その地の風土を感じながら、知られざる新たな味に出合える珠玉の料理店へ。
中国料理
【愛知・豊橋】中国料理 里弄
目利きを極めた、絶品の海鮮料理
伊良湖、舞阪、御前崎漁港に水揚げされる魚を扱う業者のもとへ、2日に1度出向いて仕入れる旬の魚介。
「魚は天然ものしか使いません。身の質が違いますから」。鮮魚を使った料理を得意とする主人の滝川明さんは、修業時代から上質な魚を見極める目を養い、扱い方を習得した。

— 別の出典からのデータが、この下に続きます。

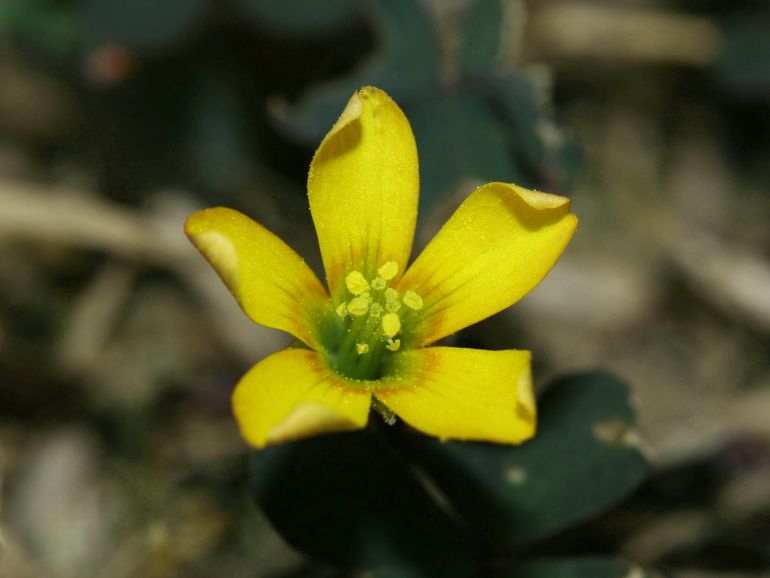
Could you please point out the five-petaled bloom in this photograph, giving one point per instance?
(365, 341)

プリッと身の引き締まった魚の刺身を中華風に仕立てたお刺身サラダが、店の看板料理として人気を誇っていることが、確かな腕の証だ。

小学生の頃から料理人になりたかったという滝川さん。高校卒業後、修業を始めたものの、面白さを感じられず、料理人の仕事から離れることに。しかし、どうしても夢を捨て切れず、25歳から修業を再開。広東料理など様々な店で経験を積んだ。

新鮮で質のよい素材の旨みを引き出し、シンプルに仕上げる滝川さんの料理は、「ベースには上海、広東がありますが、独自の中華料理です」。と話すとおり、油控えめのあっさりした味わいが特徴だ。例えば、自家製の豆豉醤は中国産の豆豉と、地元・豊橋産の浜納豆をブレンドして作る。香り、塩分共にやさしい浜納豆を使うことで、まろやかな風味に仕上がるという。

ハタやヒラメを使い、サクサクに揚げた、ハタのサクサク揚げスパイシーソルトも人気のひと品。ベーキングパウダーを加えてふくらませた衣で包み、表面はカリッ、中はふっくら揚げていく。手早く絡めたスパイスが油っぽさを感じさせず、軽い口当たりに。また、新鮮な渡り蟹の味噌の風味が染みわたる、活渡り蟹と春雨のピリ辛煮込みは、煮込む前にさっと素揚げし、ホクッとした身に香ばしさを加える。

夏はコチやスズキなどがおいしい季節。魚料理に添えられる野菜を栽培するのはご両親だ。趣味で始めたというが、滝川さんが使いたい野菜をリクエストするうちに、今では中国野菜の空心菜、イタリア野菜のロマネスコまで栽培。

このほか、ジューシーな肉質の三河赤鶏や、赤身に旨みのある土佐赤牛を使った料理にも定評がある。
上写真:ハタのサクサク揚げスパイシーソルト¥1,800
中写真:仕入れ内容によって変わる魅力的な黒板メニュー。